Painting is Binda’s main medium but she plans on expanding into textiles.
“I draw and use oil pastels sometimes, but most of what I’m doing is using upcycled canvasses and paint,” she says. “I get a lot of my canvases from friends leaving the island or from the thrift store. I get paint from the paint recycling program here. I studied fashion–I also make clothes–so I would love to do more textiles. I think my art would be great translated into fabric. I want to upload some of my artwork to the Society 6 website to have some durable goods made. People could order duvet covers with my prints on it.
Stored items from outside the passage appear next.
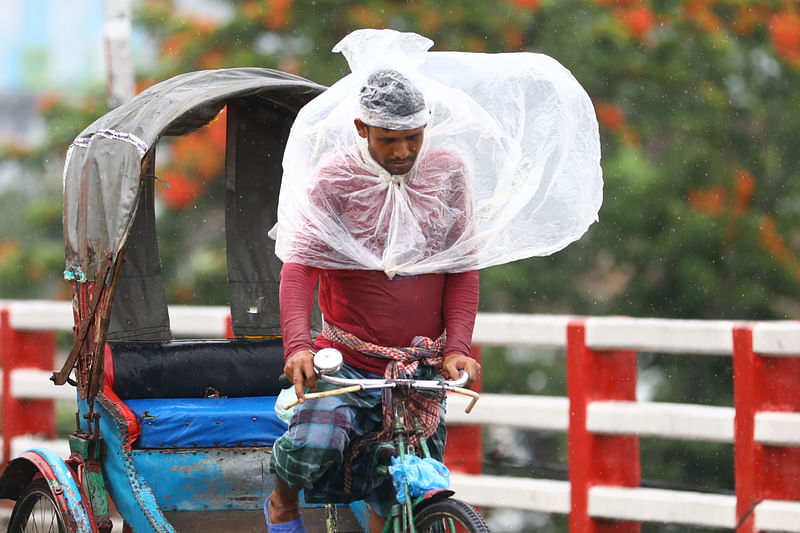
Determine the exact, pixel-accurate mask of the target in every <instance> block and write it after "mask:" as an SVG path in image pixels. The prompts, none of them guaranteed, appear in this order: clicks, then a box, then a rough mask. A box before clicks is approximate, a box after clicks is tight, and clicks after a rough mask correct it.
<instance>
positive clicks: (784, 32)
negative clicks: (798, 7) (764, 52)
mask: <svg viewBox="0 0 800 533" xmlns="http://www.w3.org/2000/svg"><path fill="white" fill-rule="evenodd" d="M769 38H770V40H771V41H772V45H773V46H774V47H775V50H776V52H777V53H778V55H779V56H780V57H782V58H783V59H785V60H786V61H788V62H789V63H791V64H793V65H795V66H797V67H800V15H798V14H797V11H795V10H794V9H787V10H785V11H780V12H778V13H775V14H774V15H772V17H771V18H770V21H769Z"/></svg>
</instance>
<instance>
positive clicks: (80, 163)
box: [63, 68, 324, 281]
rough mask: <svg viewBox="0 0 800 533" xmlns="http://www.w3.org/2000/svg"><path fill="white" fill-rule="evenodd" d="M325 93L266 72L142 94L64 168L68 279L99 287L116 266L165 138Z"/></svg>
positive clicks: (199, 77)
mask: <svg viewBox="0 0 800 533" xmlns="http://www.w3.org/2000/svg"><path fill="white" fill-rule="evenodd" d="M322 90H324V87H323V86H321V85H318V84H316V83H313V82H311V81H308V80H306V79H304V78H301V77H298V76H294V75H291V74H287V73H284V72H279V71H275V70H271V69H265V68H234V69H221V70H208V71H199V72H191V73H187V74H182V75H179V76H176V77H174V78H171V79H169V80H166V81H164V82H161V83H159V84H156V85H154V86H152V87H150V88H149V89H147V90H145V91H143V92H142V93H140V94H139V95H137V96H136V97H134V98H133V99H132V100H131V101H130V102H128V103H126V104H123V105H121V106H119V107H117V108H115V109H113V110H112V111H110V112H109V113H107V114H105V115H104V116H102V117H101V118H99V119H98V120H96V121H95V122H94V123H92V124H91V125H90V126H89V127H87V128H86V129H85V130H84V131H82V132H81V133H80V135H78V136H77V137H76V138H75V140H74V141H73V143H72V144H71V145H70V147H69V150H68V151H67V156H66V162H65V164H64V174H63V189H64V213H63V227H64V245H65V256H66V270H65V277H66V278H67V279H69V280H77V281H92V280H95V279H96V278H97V277H98V275H99V274H100V273H101V271H102V270H103V266H104V264H105V263H106V258H107V257H108V256H109V254H111V258H112V259H116V257H117V255H118V254H119V252H120V250H121V248H122V246H123V245H124V243H125V240H126V236H127V234H128V231H129V230H130V226H131V223H132V219H133V214H134V211H135V209H136V205H137V201H138V196H139V192H140V190H141V189H140V185H141V180H142V177H143V176H142V175H143V169H144V166H145V165H144V164H143V161H144V159H145V156H146V155H147V154H148V152H149V150H150V149H151V148H152V147H153V146H154V145H155V144H156V143H157V142H158V140H159V139H160V138H161V136H163V135H186V134H188V133H191V132H192V131H194V130H196V129H198V128H200V127H202V126H204V125H205V124H207V123H208V122H209V121H210V120H212V119H213V118H214V117H215V116H216V115H217V114H218V113H219V111H220V110H221V109H222V108H223V107H224V106H225V104H226V102H227V101H228V100H230V99H232V98H239V97H244V96H249V95H256V94H257V95H261V96H263V97H265V98H267V99H269V100H272V101H274V102H275V103H277V104H279V105H281V106H283V107H286V108H287V109H290V110H292V111H294V112H296V111H297V110H298V109H299V108H300V107H302V106H303V105H304V104H305V103H307V102H308V101H309V100H311V99H312V98H313V97H314V96H316V95H317V94H319V93H320V92H322Z"/></svg>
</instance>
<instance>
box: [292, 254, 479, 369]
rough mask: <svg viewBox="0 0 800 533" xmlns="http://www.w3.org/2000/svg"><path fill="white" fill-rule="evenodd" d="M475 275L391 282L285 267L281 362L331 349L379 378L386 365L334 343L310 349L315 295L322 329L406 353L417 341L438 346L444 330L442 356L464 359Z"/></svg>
mask: <svg viewBox="0 0 800 533" xmlns="http://www.w3.org/2000/svg"><path fill="white" fill-rule="evenodd" d="M478 281H479V279H478V271H477V270H473V271H469V272H462V273H457V274H421V275H418V276H408V277H404V276H395V277H394V278H393V279H389V278H388V277H387V276H386V274H385V273H383V272H379V271H371V270H325V269H318V268H314V267H310V266H306V265H301V264H299V263H286V264H285V265H284V266H283V269H282V270H281V285H280V306H281V327H282V329H283V344H284V352H285V356H286V357H287V358H288V357H290V356H291V355H294V354H295V353H296V352H298V351H299V350H304V349H306V350H307V349H320V348H325V347H330V346H334V347H336V348H338V349H339V350H340V351H341V352H342V355H343V356H344V360H345V362H347V363H349V364H351V365H353V366H356V367H359V368H362V369H365V370H368V371H371V372H376V373H383V371H384V369H385V368H386V364H387V362H388V361H387V360H386V359H381V358H377V357H371V356H367V355H364V354H361V353H359V352H356V351H353V350H350V349H349V348H347V347H346V346H343V345H341V344H338V343H331V342H330V341H328V340H327V339H325V338H323V337H322V336H319V337H317V339H316V340H315V341H312V339H311V334H310V332H309V328H310V316H311V308H312V306H313V301H314V289H315V288H316V286H317V283H318V282H319V305H320V309H321V310H322V314H323V317H324V319H325V321H327V322H328V323H330V324H333V325H335V326H338V327H340V328H342V329H344V330H345V331H347V332H349V333H352V334H353V335H355V336H356V337H358V338H360V339H362V340H364V341H367V342H371V343H374V344H379V345H381V346H396V347H403V346H410V345H411V341H412V339H413V338H414V337H416V336H418V335H420V336H425V337H430V338H432V339H436V338H437V337H439V336H440V335H441V334H442V332H443V331H445V329H446V330H447V343H446V345H445V349H444V354H445V355H448V354H451V353H456V352H458V353H464V354H469V347H470V342H471V340H472V329H473V326H474V324H475V314H476V312H477V310H478Z"/></svg>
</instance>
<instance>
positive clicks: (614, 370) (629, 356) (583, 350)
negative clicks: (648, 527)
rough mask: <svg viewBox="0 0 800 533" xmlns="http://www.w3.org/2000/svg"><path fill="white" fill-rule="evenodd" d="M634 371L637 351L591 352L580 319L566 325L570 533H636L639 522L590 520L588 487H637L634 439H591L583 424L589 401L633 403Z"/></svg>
mask: <svg viewBox="0 0 800 533" xmlns="http://www.w3.org/2000/svg"><path fill="white" fill-rule="evenodd" d="M636 369H637V364H636V352H633V351H628V350H626V351H595V350H592V349H590V348H589V347H587V346H586V322H585V320H575V321H572V322H570V323H569V325H568V326H567V395H568V396H569V429H568V430H567V440H568V448H569V449H568V466H569V481H570V502H571V510H570V515H569V531H570V533H605V532H609V533H610V532H612V531H613V532H615V533H638V532H639V531H641V524H640V523H638V522H630V521H618V520H605V519H594V518H592V517H591V516H589V489H590V488H591V487H592V486H594V485H619V486H624V487H638V486H639V484H640V482H641V465H640V462H639V438H638V437H628V436H623V437H618V436H607V435H594V434H592V433H591V432H590V431H589V430H588V429H587V426H586V422H587V407H588V405H589V403H590V402H592V401H595V400H626V401H634V400H636Z"/></svg>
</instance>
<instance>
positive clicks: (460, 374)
mask: <svg viewBox="0 0 800 533" xmlns="http://www.w3.org/2000/svg"><path fill="white" fill-rule="evenodd" d="M341 367H342V354H341V352H340V351H339V350H337V349H336V348H323V349H322V350H320V351H318V352H317V353H316V354H314V370H315V371H316V372H317V375H318V376H319V379H321V380H323V381H325V382H327V383H330V384H331V385H339V386H340V387H341V388H339V389H333V390H328V391H324V392H312V393H309V394H306V395H305V397H306V399H308V400H311V399H314V398H324V397H327V396H336V395H338V394H345V393H348V392H355V391H359V390H365V389H386V388H395V387H398V386H406V387H409V388H412V389H419V390H441V391H452V392H456V393H458V394H463V395H465V396H470V397H471V398H472V401H471V402H470V403H469V404H468V405H467V408H466V409H465V412H467V413H469V412H470V411H472V408H473V407H474V406H475V402H477V401H478V398H480V394H478V393H477V392H475V391H471V390H469V389H465V388H463V385H465V384H466V383H467V381H469V374H468V373H467V372H465V371H464V370H462V371H461V373H460V375H459V376H458V378H457V379H454V380H451V381H445V380H438V379H413V378H411V379H407V378H397V379H386V378H361V379H359V378H342V377H339V376H332V375H331V374H333V373H334V372H338V371H339V369H340V368H341ZM279 381H281V384H282V385H283V383H284V382H285V383H287V384H288V379H286V375H285V374H283V375H281V376H280V378H279ZM284 388H285V387H284ZM299 402H300V400H293V401H291V402H289V403H288V404H286V406H285V408H286V409H290V408H292V407H294V406H295V405H297V404H298V403H299Z"/></svg>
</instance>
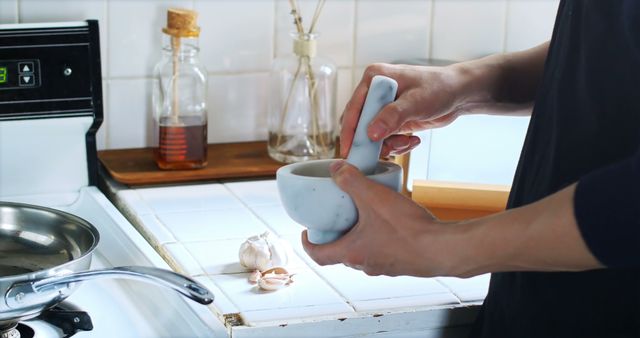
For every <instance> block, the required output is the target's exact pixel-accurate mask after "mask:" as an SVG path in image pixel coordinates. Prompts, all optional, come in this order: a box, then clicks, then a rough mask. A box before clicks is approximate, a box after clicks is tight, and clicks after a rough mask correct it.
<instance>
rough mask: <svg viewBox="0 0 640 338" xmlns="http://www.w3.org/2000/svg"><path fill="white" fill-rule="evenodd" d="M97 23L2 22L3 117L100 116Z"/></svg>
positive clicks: (0, 97)
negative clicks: (2, 24) (47, 23)
mask: <svg viewBox="0 0 640 338" xmlns="http://www.w3.org/2000/svg"><path fill="white" fill-rule="evenodd" d="M97 30H98V25H97V22H95V21H87V22H79V23H67V24H64V23H61V24H57V25H51V24H49V25H38V24H34V25H0V121H2V120H16V119H17V120H23V119H33V118H54V117H70V116H92V117H97V118H98V119H99V120H101V118H102V93H101V91H102V83H101V82H102V80H101V74H100V45H99V37H98V32H97Z"/></svg>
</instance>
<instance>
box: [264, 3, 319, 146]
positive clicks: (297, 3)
mask: <svg viewBox="0 0 640 338" xmlns="http://www.w3.org/2000/svg"><path fill="white" fill-rule="evenodd" d="M325 1H326V0H319V1H318V3H317V5H316V9H315V12H314V15H313V19H312V21H311V26H310V28H309V31H308V32H307V33H306V34H305V32H304V26H303V25H302V17H301V15H300V10H299V7H298V3H297V1H296V0H289V4H290V6H291V15H293V22H294V24H295V27H296V32H297V33H298V35H299V37H298V38H300V39H308V38H309V37H310V36H311V34H313V32H314V31H315V27H316V24H317V22H318V18H319V17H320V13H321V12H322V8H323V7H324V3H325ZM303 63H304V65H305V68H306V71H307V77H308V81H309V87H308V95H309V103H310V111H311V125H312V130H313V131H312V137H313V145H314V148H317V147H318V145H320V147H321V148H322V149H324V148H325V147H326V141H325V140H324V136H323V135H321V133H320V131H319V122H318V109H319V107H318V96H317V81H316V78H315V74H314V72H313V66H312V65H311V56H309V55H299V56H298V67H297V69H296V72H295V74H294V76H293V79H292V81H291V88H290V89H289V91H288V95H287V98H286V100H285V102H284V105H283V112H282V114H281V117H280V125H279V132H278V137H277V139H276V148H277V147H280V146H281V145H282V135H283V133H284V125H285V122H286V119H287V114H288V111H289V102H290V101H291V97H292V96H293V93H294V91H295V90H294V89H295V85H296V82H297V80H298V78H299V77H300V76H299V75H300V72H301V67H302V64H303ZM318 137H319V138H320V142H319V144H318ZM320 150H321V149H320ZM320 150H318V149H311V151H312V152H315V151H320Z"/></svg>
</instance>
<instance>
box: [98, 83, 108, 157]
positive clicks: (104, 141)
mask: <svg viewBox="0 0 640 338" xmlns="http://www.w3.org/2000/svg"><path fill="white" fill-rule="evenodd" d="M102 109H103V111H102V115H103V116H102V125H101V126H100V128H99V129H98V133H96V143H97V147H98V150H103V149H108V148H109V142H108V141H107V138H108V135H107V130H108V128H107V125H108V123H109V122H108V121H109V113H108V111H109V88H108V81H106V80H102Z"/></svg>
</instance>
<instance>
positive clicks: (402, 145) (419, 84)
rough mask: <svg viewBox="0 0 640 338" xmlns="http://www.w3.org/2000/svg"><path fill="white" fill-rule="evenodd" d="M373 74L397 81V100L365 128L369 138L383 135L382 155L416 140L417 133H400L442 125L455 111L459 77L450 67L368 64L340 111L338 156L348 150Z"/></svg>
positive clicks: (438, 126)
mask: <svg viewBox="0 0 640 338" xmlns="http://www.w3.org/2000/svg"><path fill="white" fill-rule="evenodd" d="M375 75H385V76H388V77H390V78H392V79H394V80H396V81H397V82H398V94H397V96H398V97H397V100H396V101H394V102H392V103H390V104H388V105H387V106H385V107H384V108H383V109H382V110H381V111H380V113H378V115H377V116H376V117H375V118H374V120H373V121H372V122H371V124H369V126H368V130H367V134H368V136H369V138H370V139H371V140H373V141H379V140H382V139H385V140H384V143H383V147H382V153H381V155H382V156H388V155H399V154H402V153H405V152H408V151H410V150H411V149H413V148H415V147H416V146H417V145H418V144H420V139H419V138H418V137H417V136H409V135H403V134H405V133H411V132H415V131H420V130H424V129H429V128H434V127H442V126H445V125H447V124H449V123H451V122H453V121H454V120H455V119H456V118H457V117H458V115H459V111H458V110H457V109H456V107H457V106H458V105H459V102H457V100H458V99H459V95H458V94H459V92H460V90H459V89H457V87H458V86H460V82H461V81H460V79H459V78H460V76H459V75H457V73H456V72H454V71H452V70H451V69H450V68H447V67H420V66H407V65H390V64H374V65H371V66H369V67H367V69H366V70H365V72H364V75H363V76H362V80H360V83H359V84H358V86H357V87H356V89H355V90H354V92H353V95H352V97H351V99H350V100H349V102H348V103H347V105H346V107H345V110H344V112H343V115H342V131H341V135H340V143H341V144H340V149H341V151H340V153H341V156H342V157H346V156H347V154H348V153H349V149H350V148H351V143H352V142H353V136H354V134H355V130H356V126H357V124H358V119H359V118H360V111H361V110H362V106H363V105H364V101H365V98H366V96H367V92H368V90H369V84H370V83H371V79H372V78H373V77H374V76H375Z"/></svg>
That is just cool. I like the idea of getting art into the world–it doesn’t have to be this mysterious thing on the wall that someone did sometime. It can be accessible.”
The Treehouse Gallery Birthday Luau show takes place on July 30 and starts at 4pm. The show will include DJ Chad Kistler on vinyl and a tea ceremony. The community is invited. Rumor has it that Lenihan will be back again too.
“A big part of what I’m so proud of looking back a year later is the whole transformation this place has taken on with the help of so many people,” says Binda. “This place has so much potential to grow. People get stoked when they come to our shows. I think it inspires people’s playfulness. To just create. We are happier when we have that in our lives.”